01.03 · Prompt Engineering — Deep Dive

Level: Intermediate
Pre-reading: 01 · AI & LLM Foundations · 01.01 · How LLMs Work


Prompt Structure

Every LLM interaction has three roles:

Role Purpose Example
System Defines agent persona, constraints, output format "You are a senior Spring Boot developer. Return only valid Java code."
User The actual request or input "Implement a REST endpoint for creating an order."
Assistant The model's response (or few-shot examples) Previous turn's output, provided to establish pattern

Core Techniques

Zero-Shot Prompting

Ask the model directly without examples. Works for common tasks where the model has strong priors.

Summarise this JIRA ticket in one sentence and extract the acceptance criteria as a JSON array.

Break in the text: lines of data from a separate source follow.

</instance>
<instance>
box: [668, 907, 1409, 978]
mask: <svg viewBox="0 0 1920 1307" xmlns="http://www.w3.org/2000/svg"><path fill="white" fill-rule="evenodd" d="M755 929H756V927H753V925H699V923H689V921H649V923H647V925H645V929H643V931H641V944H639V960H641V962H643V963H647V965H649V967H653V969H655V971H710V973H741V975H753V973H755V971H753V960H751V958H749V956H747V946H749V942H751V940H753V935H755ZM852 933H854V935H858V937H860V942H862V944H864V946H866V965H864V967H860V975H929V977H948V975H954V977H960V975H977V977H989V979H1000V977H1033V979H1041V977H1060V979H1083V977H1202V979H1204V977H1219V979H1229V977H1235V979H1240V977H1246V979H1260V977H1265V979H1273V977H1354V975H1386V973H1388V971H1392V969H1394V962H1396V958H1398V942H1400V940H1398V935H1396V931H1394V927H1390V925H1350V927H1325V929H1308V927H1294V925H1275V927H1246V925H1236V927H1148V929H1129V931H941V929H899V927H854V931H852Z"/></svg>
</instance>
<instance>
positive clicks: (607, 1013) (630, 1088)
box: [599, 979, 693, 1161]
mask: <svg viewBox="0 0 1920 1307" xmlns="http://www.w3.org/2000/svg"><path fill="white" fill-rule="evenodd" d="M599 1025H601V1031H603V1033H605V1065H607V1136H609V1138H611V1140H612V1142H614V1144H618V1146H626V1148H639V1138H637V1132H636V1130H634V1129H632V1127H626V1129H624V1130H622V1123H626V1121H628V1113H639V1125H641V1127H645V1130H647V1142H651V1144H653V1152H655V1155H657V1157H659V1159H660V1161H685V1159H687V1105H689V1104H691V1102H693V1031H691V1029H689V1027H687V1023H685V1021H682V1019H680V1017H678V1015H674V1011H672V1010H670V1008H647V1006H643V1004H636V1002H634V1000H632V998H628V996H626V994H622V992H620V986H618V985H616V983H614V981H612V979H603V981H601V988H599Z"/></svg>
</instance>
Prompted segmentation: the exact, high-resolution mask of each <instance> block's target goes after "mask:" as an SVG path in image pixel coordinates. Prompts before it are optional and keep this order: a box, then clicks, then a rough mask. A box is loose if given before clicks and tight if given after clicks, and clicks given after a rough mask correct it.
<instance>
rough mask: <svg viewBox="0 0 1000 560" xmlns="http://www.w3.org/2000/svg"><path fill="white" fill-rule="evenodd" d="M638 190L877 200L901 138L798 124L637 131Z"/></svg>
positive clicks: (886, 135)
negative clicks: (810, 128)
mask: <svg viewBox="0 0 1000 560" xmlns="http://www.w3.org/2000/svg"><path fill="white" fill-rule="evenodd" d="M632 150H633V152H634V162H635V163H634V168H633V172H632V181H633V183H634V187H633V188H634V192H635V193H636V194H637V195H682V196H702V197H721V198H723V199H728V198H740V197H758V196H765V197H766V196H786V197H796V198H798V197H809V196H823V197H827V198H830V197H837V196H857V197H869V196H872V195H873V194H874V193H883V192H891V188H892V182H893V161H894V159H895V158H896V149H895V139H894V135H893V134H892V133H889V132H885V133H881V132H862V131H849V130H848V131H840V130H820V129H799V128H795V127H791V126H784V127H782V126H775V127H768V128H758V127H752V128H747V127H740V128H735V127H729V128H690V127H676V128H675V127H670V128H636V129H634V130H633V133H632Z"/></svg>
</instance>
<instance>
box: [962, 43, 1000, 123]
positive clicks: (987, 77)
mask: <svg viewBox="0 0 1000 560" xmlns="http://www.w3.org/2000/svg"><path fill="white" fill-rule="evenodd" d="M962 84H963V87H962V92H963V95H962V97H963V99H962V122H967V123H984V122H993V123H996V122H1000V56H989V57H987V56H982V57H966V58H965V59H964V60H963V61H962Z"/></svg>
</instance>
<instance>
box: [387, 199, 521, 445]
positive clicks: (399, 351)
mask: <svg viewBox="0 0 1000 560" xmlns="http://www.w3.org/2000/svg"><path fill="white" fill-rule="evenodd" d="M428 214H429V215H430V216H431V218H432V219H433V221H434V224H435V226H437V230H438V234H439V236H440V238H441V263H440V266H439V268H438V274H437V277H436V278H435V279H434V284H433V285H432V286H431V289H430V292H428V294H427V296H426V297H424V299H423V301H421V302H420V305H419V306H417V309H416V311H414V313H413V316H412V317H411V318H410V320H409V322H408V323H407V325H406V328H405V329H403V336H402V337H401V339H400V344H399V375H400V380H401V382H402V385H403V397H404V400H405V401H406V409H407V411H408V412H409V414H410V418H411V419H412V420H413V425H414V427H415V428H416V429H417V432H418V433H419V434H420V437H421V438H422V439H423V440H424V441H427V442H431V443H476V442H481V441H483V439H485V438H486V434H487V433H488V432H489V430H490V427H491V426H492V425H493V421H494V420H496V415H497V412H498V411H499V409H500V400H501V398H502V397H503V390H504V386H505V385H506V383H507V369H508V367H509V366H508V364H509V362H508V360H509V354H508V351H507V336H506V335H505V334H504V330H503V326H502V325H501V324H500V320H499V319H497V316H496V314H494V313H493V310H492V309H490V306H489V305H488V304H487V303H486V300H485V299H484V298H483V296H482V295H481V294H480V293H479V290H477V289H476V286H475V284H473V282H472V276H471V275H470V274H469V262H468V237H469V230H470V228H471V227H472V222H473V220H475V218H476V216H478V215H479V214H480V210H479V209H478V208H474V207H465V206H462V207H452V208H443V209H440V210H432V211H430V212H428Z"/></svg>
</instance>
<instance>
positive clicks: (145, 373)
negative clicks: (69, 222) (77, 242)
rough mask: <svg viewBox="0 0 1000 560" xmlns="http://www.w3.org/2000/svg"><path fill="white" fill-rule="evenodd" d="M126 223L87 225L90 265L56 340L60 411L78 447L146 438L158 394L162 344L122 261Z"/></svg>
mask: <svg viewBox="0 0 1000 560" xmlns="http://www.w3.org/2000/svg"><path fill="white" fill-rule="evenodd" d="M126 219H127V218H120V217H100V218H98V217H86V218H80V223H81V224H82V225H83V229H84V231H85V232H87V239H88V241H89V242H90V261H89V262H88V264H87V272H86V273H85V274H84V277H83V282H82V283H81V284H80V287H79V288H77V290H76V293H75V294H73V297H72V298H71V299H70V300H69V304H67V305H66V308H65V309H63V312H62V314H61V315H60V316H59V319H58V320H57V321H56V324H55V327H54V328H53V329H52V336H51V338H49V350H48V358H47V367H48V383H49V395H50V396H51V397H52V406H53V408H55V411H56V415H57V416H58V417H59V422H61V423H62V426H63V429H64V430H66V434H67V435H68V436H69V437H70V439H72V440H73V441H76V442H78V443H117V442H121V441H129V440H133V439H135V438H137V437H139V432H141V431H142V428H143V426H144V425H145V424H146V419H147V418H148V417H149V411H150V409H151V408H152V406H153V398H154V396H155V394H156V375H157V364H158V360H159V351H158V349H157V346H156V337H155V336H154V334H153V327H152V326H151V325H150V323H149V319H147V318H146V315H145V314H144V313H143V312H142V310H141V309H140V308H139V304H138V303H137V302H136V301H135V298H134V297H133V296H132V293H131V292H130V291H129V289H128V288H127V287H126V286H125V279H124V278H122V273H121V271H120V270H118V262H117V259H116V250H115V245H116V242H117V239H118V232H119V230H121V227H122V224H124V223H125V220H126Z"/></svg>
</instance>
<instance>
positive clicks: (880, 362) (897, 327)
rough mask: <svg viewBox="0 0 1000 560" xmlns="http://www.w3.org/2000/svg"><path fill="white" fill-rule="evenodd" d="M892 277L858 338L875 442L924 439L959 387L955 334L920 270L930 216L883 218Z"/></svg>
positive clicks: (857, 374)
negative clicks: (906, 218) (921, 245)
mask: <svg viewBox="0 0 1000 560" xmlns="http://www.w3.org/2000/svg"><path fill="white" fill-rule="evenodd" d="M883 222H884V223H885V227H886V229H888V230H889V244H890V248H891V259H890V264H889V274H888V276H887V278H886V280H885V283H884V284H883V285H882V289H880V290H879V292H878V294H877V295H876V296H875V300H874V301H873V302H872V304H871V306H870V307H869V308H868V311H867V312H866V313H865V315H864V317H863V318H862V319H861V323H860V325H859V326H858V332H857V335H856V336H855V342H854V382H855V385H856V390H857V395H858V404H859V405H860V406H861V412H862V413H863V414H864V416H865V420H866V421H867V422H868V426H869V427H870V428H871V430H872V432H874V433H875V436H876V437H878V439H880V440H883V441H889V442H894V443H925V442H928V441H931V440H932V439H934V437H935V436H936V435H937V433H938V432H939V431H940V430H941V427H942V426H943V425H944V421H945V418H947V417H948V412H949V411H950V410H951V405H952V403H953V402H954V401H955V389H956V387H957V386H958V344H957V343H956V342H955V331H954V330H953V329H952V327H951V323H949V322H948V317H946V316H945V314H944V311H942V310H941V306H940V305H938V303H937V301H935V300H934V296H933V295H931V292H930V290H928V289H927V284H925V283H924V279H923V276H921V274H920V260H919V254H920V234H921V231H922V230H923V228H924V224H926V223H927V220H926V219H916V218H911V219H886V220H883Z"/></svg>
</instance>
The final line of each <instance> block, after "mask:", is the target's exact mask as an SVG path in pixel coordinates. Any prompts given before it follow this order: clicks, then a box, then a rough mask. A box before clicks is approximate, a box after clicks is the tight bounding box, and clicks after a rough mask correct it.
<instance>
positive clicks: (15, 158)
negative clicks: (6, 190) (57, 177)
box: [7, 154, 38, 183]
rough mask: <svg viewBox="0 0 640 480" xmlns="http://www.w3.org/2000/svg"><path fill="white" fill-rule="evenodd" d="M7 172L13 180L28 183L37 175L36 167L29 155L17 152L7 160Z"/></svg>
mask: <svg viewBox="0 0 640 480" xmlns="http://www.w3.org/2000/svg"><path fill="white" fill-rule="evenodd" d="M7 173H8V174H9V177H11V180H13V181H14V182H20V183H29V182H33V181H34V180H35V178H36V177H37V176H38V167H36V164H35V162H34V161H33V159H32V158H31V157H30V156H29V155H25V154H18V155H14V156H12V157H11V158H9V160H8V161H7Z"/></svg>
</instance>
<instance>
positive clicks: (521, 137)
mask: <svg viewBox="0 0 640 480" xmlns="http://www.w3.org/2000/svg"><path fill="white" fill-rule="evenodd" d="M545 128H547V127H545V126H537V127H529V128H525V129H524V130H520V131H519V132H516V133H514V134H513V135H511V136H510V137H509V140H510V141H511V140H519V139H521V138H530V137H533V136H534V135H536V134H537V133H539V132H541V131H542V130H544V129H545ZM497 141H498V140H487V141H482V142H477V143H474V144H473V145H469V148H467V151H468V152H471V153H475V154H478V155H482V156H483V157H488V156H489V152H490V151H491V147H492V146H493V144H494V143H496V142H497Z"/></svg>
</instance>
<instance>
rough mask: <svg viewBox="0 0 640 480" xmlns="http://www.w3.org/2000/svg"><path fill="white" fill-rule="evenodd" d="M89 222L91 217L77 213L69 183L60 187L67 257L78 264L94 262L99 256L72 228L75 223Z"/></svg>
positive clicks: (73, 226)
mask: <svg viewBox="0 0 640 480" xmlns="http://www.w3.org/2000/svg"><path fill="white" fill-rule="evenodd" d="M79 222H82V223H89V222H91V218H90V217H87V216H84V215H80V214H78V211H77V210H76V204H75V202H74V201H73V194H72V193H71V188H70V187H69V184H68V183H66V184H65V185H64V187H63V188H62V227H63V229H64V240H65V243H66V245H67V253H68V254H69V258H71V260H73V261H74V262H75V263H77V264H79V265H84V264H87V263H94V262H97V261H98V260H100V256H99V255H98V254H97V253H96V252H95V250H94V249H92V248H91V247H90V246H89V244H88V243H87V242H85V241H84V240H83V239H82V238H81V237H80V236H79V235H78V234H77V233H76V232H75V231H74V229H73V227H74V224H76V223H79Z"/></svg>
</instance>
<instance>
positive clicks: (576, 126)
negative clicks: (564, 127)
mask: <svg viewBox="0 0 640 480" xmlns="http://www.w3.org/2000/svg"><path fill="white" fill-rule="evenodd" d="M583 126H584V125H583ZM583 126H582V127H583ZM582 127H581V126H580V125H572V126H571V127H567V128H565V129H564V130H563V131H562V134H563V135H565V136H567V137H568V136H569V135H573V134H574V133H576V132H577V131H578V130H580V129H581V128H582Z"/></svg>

Ticket: [ticket text here]

Few-Shot Prompting

Provide 2–3 input/output examples before asking for the real task. Dramatically improves consistency.

Example 1:
Input: "Login button not responding on mobile"
Output: { "type": "bug", "component": "auth-service", "severity": "high" }

Example 2:
Input: "Add support for OAuth2 login"
Output: { "type": "feature", "component": "auth-service", "severity": "medium" }

Now classify:
Input: "Checkout throws 500 when cart is empty"

Chain-of-Thought (CoT)

Ask the model to reason step by step before giving the final answer. Essential for complex code analysis.

Think step by step:
1. What exception is being thrown?
2. What code path leads to it?
3. What is the root cause?
4. What is the minimal fix?

Stack trace: [...]

ReAct Prompting

Combines Reasoning and Acting. The model alternates between thinking and tool use. The foundation of agents.

Thought: I need to find which service handles the payment flow.
Action: search_codebase("PaymentService")
Observation: Found PaymentService.java in billing-service/
Thought: I should read this file to understand the bug.
Action: read_file("billing-service/src/PaymentService.java")
...
Final Answer: The bug is on line 42 — null check missing before .getAmount()

System Prompt Design for Dev Agents

A well-designed system prompt for a JIRA→PR agent:

You are an expert Java/Spring Boot developer working on a microservices platform.

Your capabilities:
- Read JIRA tickets and extract requirements
- Search and read source code files
- Make targeted, minimal code changes
- Write JUnit 5 test cases
- Create descriptive Git commit messages

Your constraints:
- Never modify files outside the identified service boundary
- Always write at least one unit test for every change
- Output code changes as unified diffs, not full file rewrites
- If unsure about intent, ask a clarifying question rather than guessing
- Never hardcode credentials or secrets

Output format for code changes:
{
  "service": "order-service",
  "files_changed": [...],
  "diff": "...",
  "tests_added": [...],
  "pr_description": "..."
}

System Prompt Injection Risk

If any user-controlled input (JIRA ticket content, code comments) reaches the system prompt, it can override your instructions. Always separate trusted system instructions from untrusted user data. See 08.01 · Prompt Injection.


Structured Output

Always request structured output for agentic pipelines. Parsing free text is fragile.

Method When to Use
JSON mode (OpenAI) Force valid JSON output, no schema validation
Structured outputs (OpenAI) Force output conforming to a JSON schema — best for production
Tool call response Model returns a function call structure instead of text
XML tags (Claude) Wrap sections in <code>, <analysis>, <summary> for reliable parsing

What is the difference between few-shot and fine-tuning?

Few-shot puts examples in the prompt at inference time — fast to iterate, no training cost, but consumes context window tokens. Fine-tuning bakes examples into model weights — no context overhead, consistent style, but requires data collection and retraining. For most dev automation tasks, few-shot is sufficient and preferable.

How do you prevent an agent from going off-task?

Use a tight system prompt with explicit constraints, structured output formats, and output validation before any action is taken. LangGraph allows you to add conditional edges that reject outputs not matching a schema and re-prompt the model. See 04 · LangGraph.